Searcy is located at 35°14'49" North, 91°44'1" West (35.247043, -91.733706)1.
As of the census2 of 2000, there are 18,928 people, 6,822 households, and 4,495 families residing in the city. The population density is 497.2/km² (1,287.4/mi²). There are 7,405 housing units at an average density of 194.5/km² (503.6/mi²). The racial makeup of the city is 90.24% White, 6.60% Black or African American, 0.31% Native American, 0.50% Asian, 0.02% Pacific Islander, 1.09% from other races, and 1.25% from two or more races. 2.06% of the population are Hispanic or Latino of any race.
There are 6,822 households out of which 28.5% have children under the age of 18 living with them, 51.8% are married couples living together, 10.8% have a female householder with no husband present, and 34.1% are non-families. 29.5% of all households are made up of individuals and 13.1% have someone living alone who is 65 years of age or older. The average household size is 2.32 and the average family size is 2.86.
In the city the population is spread out with 19.7% under the age of 18, 23.4% from 18 to 24, 23.3% from 25 to 44, 17.8% from 45 to 64, and 15.9% who are 65 years of age or older. The median age is 30 years. For every 100 females there are 89.1 males. For every 100 females age 18 and over, there are 87.4 males.

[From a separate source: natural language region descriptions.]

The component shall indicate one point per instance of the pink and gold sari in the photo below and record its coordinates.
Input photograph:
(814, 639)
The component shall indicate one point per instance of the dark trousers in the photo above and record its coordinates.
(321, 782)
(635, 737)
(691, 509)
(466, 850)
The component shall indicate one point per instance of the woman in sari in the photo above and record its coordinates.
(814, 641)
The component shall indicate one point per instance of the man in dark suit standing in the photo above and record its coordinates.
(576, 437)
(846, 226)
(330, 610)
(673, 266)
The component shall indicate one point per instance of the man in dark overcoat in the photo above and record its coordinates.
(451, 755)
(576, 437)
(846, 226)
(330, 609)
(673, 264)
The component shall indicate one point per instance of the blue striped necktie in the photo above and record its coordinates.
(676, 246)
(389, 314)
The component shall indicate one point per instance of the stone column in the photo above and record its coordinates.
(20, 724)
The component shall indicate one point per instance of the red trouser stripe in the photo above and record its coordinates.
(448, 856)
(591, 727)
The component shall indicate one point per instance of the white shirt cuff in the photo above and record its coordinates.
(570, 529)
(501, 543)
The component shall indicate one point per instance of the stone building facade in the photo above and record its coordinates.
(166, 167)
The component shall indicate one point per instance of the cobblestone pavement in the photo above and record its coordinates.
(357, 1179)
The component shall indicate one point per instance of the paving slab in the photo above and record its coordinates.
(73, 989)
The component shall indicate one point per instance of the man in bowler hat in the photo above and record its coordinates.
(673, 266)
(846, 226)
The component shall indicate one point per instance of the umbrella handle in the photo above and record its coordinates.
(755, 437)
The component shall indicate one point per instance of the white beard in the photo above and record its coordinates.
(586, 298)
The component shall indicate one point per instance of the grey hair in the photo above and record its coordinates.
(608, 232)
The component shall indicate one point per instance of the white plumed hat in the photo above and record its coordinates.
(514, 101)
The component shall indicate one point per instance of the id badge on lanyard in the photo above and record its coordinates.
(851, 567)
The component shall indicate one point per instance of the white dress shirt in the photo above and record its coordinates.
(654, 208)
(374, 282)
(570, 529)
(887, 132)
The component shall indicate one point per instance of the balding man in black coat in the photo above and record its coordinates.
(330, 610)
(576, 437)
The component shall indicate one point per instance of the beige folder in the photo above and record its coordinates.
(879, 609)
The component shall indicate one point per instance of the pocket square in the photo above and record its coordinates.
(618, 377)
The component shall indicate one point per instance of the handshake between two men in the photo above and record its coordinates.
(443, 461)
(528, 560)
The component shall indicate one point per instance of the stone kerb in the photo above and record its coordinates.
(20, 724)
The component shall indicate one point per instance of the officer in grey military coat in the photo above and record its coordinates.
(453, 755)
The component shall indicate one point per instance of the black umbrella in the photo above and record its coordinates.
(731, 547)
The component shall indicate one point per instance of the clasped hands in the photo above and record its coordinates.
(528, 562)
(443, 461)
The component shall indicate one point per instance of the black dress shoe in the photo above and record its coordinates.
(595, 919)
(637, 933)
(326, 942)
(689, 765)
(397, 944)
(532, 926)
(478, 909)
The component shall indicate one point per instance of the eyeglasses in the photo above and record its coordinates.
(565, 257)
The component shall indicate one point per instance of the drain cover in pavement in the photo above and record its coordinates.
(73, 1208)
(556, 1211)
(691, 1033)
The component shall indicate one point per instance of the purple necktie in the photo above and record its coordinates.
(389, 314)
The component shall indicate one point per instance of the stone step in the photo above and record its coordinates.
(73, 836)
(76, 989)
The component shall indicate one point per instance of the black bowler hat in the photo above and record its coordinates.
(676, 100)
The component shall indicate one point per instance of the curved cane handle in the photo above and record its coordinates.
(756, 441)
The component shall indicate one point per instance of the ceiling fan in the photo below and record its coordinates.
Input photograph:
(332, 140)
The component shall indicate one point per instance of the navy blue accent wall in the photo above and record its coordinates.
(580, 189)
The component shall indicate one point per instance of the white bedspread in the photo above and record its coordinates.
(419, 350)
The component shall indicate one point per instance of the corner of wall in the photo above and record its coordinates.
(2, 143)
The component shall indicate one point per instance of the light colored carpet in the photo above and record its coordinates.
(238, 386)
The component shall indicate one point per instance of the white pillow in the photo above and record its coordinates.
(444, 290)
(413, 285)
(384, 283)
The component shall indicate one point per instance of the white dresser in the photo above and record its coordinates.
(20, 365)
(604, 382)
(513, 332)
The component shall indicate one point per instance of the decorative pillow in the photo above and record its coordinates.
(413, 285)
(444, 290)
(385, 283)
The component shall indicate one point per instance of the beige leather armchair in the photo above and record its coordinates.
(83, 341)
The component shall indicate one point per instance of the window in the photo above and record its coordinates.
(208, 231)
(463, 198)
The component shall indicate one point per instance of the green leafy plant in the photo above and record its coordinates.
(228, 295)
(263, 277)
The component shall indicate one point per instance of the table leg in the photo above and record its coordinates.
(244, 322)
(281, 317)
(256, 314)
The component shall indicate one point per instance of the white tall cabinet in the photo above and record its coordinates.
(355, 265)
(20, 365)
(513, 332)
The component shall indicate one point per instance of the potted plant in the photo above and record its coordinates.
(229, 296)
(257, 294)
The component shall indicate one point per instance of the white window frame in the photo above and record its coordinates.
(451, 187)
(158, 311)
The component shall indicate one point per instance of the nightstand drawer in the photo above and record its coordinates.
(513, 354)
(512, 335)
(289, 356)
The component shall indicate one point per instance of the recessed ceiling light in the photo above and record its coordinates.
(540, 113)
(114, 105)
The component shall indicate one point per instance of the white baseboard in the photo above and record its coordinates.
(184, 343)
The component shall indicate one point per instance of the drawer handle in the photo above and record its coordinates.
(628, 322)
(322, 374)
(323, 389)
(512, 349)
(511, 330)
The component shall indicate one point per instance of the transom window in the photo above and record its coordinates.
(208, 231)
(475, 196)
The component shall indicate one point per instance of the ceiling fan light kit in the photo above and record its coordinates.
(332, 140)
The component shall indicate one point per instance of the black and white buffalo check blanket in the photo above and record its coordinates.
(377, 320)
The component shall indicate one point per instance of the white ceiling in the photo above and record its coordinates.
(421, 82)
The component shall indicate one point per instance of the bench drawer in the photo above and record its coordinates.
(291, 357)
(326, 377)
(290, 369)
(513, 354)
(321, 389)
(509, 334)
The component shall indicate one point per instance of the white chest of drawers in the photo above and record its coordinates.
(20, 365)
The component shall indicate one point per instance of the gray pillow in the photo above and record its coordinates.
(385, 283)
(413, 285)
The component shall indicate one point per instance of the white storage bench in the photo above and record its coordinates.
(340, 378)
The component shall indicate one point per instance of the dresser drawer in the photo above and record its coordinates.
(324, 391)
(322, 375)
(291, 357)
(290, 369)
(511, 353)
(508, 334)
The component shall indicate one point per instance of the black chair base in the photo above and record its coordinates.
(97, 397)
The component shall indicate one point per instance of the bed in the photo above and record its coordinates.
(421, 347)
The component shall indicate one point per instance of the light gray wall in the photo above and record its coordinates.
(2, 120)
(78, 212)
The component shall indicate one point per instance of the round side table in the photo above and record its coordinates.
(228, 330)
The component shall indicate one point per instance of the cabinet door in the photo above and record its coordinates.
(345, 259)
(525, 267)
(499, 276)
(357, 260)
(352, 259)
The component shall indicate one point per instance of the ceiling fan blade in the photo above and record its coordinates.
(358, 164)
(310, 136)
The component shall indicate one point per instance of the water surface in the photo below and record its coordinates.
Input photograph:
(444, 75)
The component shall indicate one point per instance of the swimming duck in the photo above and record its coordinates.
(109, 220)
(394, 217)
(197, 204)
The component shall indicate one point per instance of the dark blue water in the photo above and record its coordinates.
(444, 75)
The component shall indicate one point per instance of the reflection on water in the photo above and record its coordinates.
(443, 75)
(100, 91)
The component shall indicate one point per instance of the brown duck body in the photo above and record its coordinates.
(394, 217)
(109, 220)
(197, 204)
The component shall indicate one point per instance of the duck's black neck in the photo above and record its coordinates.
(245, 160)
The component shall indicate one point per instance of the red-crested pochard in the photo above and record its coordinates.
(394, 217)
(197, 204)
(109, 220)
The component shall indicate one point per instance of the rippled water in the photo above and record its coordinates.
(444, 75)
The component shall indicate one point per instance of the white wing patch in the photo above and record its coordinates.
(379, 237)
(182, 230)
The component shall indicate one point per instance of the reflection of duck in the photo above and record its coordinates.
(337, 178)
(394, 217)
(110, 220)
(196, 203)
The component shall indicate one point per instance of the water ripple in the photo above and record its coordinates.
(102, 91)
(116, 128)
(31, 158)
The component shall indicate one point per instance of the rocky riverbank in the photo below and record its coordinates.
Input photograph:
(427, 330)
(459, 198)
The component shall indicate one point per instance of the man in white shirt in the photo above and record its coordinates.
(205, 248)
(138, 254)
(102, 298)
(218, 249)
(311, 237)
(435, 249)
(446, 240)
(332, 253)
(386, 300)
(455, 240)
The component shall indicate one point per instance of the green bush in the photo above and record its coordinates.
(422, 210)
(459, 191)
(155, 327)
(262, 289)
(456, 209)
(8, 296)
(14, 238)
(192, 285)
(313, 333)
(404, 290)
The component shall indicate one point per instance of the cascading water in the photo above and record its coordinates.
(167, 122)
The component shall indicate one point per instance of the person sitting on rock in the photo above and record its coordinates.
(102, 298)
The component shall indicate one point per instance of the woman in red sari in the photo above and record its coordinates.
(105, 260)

The median income for a household in the city is $32,321, and the median income for a family is $41,334. Males have a median income of $32,445 versus $21,142 for females. The per capita income for the city is $16,553. 15.0% of the population and 11.7% of families are below the poverty line. Out of the total population, 18.1% of those under the age of 18 and 8.0% of those 65 and older are living below the poverty line.